もう一度自分の審美眼を信じてこの作品を見てみよう。私は、このヴィラの
写真を見るたびに、どうしてもディズニーのダルマチアンワンちゃん101匹
大行進を、思い出してしまうのである。スタッコとガラスパネルと石の乱積み
が一体となって作り出す表情がどうとか言う以前の問題だ。北側ファサドから
の写真を見ると、立て付けの悪い掘っ立て小屋のように見えてしまう。向かっ
て左側のゲストルームの窓からは、今にも洗濯物が干されるのではと不安にな
る。
設計当時、コルビュジエは周りの景観を驚きの表現として、作品の中に取
り入れたいと感じていたのだという。その結果が乱石積みの外観だと言われる
と…。この説が本当なら、これはもうシュールそのものではないか。
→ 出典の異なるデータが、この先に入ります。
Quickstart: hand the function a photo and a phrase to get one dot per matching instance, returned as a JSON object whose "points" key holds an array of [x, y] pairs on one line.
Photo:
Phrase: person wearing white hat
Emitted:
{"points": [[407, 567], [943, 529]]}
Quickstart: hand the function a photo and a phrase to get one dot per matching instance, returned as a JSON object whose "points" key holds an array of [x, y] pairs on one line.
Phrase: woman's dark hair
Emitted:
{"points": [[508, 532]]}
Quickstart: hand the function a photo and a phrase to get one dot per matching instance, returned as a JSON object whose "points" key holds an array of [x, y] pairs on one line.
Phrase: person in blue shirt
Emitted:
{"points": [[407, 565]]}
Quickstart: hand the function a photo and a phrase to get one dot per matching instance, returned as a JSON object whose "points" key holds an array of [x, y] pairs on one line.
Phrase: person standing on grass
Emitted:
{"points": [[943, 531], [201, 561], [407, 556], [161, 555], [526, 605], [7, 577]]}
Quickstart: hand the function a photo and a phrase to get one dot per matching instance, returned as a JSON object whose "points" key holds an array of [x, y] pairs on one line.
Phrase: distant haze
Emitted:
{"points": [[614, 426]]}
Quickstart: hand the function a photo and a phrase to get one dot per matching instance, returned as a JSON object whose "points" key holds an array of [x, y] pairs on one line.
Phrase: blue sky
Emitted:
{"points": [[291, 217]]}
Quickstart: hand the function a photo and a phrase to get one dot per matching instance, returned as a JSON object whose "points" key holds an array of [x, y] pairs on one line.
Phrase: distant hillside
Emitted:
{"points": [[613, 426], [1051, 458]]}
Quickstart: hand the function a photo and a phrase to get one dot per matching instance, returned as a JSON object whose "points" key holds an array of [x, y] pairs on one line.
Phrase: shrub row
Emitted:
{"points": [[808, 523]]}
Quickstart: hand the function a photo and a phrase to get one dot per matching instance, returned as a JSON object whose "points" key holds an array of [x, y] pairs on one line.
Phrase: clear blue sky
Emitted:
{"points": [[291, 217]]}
激しすぎ
ると言っていいほどの乱石積みの表情、石とガラスパネルの思いがけない併置
など、どれもシュールのディペイズマンの手法だ。コルビュジエの、絵画から
の引用はこんな形で現れるのだ。
30年代のコルビュジエは、大不況から第2次世界大戦への時代にあって実
作品も少なく、むしろ模索の時であった。提案の中には、「デカルト的超高層」
とその名もズバリ近代合理主義精神の根幹をなす哲学者の名前を付した計画も
ある。コルビュジエのピュリスムとは近代合理主義を結晶化させたものであっ
たが、その近代合理主義は第1次世界大戦で大きく揺らぎ始めた。ダダやシュ
ールレアリスムは絵画や文学上に現われた近代合理主義への異議申し立てであ
った。その揺らぎに気づき始めたかれは、自然とシュールレアリスムに近づき、
絵も変化し出している。20年代に近代合理主義をプラトン立体によって見事
作品化したコルビュジエは、30年代になってそれへの異議申し立てをまず石
やれんが、木など旧来の材料を表層に使うことで表現したのだった。